Premiers au petit trot (0 - 0)


Premiers au petit trot (0 - 0)

Mission accomplie pour l’équipe de France. Au terme d’un match face à l’Equateur disputé sans grand entrain et terminé sur un 0-0, les Bleus, en supériorité numérique après le repos, ont définitivement assuré la première place du groupe E, synonyme de huitième de finale, devant le Nigeria, lundi prochain à Brasilia. La Suisse, deuxième, affrontera elle l’Argentine.

Disons-le tout net, après les festins offensifs offerts par les Bleus face au Honduras et à la Suisse, on est clairement resté sur notre faim devant le spectacle de cet Equateur-France, comme sans doute les nombreux Français présents au Maracana ou les yeux rivés devant leur écran à quelques milliers de kilomètres du « temple du football ». Et pour tout dire, on s’est souvent surpris à davantage regarder ou écouter le spectacle de tribunes remplies de maillot jaunes et bleus vibrant du bonheur d’assister à un match de Coupe du monde à Rio, que celui offert par les acteurs de cette ultime rencontre du groupe E.

Et notamment par des Français assez logiquement moins inspirés qu’à Porto Alegre et surtout qu’à Salvador. D’abord en raison des changements effectués par Didier Deschamps (six des onze titulaires n’avaient pas débuté face à la Suisse, trois joueurs débutaient en Coupe du monde), ensuite de l’enjeu moindre pour les Bleus, quasiment qualifiés et assurés de finir premiers de leur groupe, donc d’éviter l’Argentine en huitièmes, au coup d’envoi. Il faut également souligner l’état de la pelouse rendant difficiles des contrôles parfois basiques (pas franchement rassurant en vue des trois matches encore programmés au Maracana, dont la finale le 13 juillet) pour finalement expliquer que l’on s’est souvent ennuyé devant ce deuxième France-Equateur de l’histoire.

Dominguez a brillé, Pogba maladroit

Mais après tout, un nul lui suffisant pour terminer première, ce n’était pas vraiment à la France de faire les efforts par une forte chaleur d’attaquer à tout-va, et son adversaire, malgré le cœur mis en fin de rencontre, s’est montré trop limité pour obtenir, à dix contre onze en seconde période, un nul méritoire qui lui permettra de rentrer la tête haute au pays, la Suisse, victorieuse du Honduras (3-0) terminant deuxième du groupe E. Ce qui ne veut pas dire que Lloris n’a pas eu du tout de travail, le capitaine des Bleus ayant notamment dû s’employer en première mi-temps sur une tête d’Enner Valencia, qui avait pris le dessus sur Digne (41e), avant de voir après la pause Noboa manquer de lucidité sur un contre qui avait laissé sur place Pogba puis Schneiderlin (54e), et surtout de sortir un gros arrêt devant Ibarra (85e).

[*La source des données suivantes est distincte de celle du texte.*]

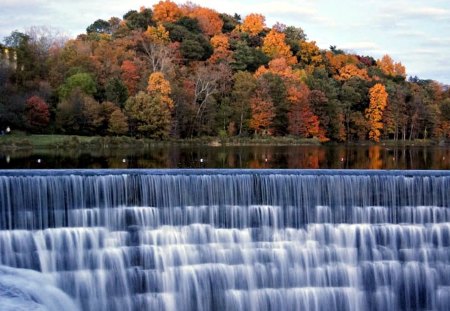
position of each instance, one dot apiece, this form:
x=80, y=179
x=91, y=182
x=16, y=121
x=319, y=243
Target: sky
x=414, y=32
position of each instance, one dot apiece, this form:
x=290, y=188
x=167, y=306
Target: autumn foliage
x=38, y=114
x=262, y=112
x=166, y=11
x=183, y=70
x=275, y=47
x=253, y=24
x=208, y=20
x=391, y=68
x=130, y=76
x=374, y=114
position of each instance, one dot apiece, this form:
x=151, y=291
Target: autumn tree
x=159, y=86
x=130, y=76
x=117, y=123
x=38, y=114
x=310, y=56
x=166, y=11
x=391, y=68
x=155, y=45
x=352, y=71
x=262, y=111
x=302, y=121
x=209, y=20
x=275, y=47
x=253, y=24
x=221, y=46
x=374, y=114
x=244, y=85
x=82, y=81
x=148, y=115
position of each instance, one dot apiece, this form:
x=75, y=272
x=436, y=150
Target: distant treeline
x=188, y=71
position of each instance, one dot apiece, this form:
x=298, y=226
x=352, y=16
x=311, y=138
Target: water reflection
x=307, y=157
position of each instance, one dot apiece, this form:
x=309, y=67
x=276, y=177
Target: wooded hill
x=188, y=71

De leur côté, les hommes de Didier Deschamps, en supériorité numérique comme face au Honduras dès le début de la seconde période suite à un tacle mal contrôlé d’Antonio Valencia sur Digne (50e), ont trop souvent manqué de liant offensif pour marquer, ce qui ne leur était plus arrivé depuis la défaite en Ukraine le 15 novembre. Les absences de Valbuena et de Cabaye se sont fait clairement sentir, tandis que Pogba et à un degré moindre Griezmann ont déçu, tout comme le manque d’envie manifesté en fin de rencontre. Ce qui n’a pas empêché les Tricolores de se procurer des occasions, mais dans les buts équatoriens, Dominguez a été brillant devant Pogba (38e), Benzema (44e et 85e), Griezmann (reprise déviée sur son poteau gauche, 47e), Matuidi (62e), Rémy (87e), et Giroud dans le temps additionnel, tandis que Pogba a manqué le cadre à deux reprises (73e et 89e). Le festival offensif s’est donc arrêté au Maracana, sans doute une piqûre de rappel bienvenue pour les hommes de Didier Deschamps qui auront besoin de retrouver toute leur efficacité lundi à Brasilia face à des Nigérians clairement meilleurs que l’Equateur.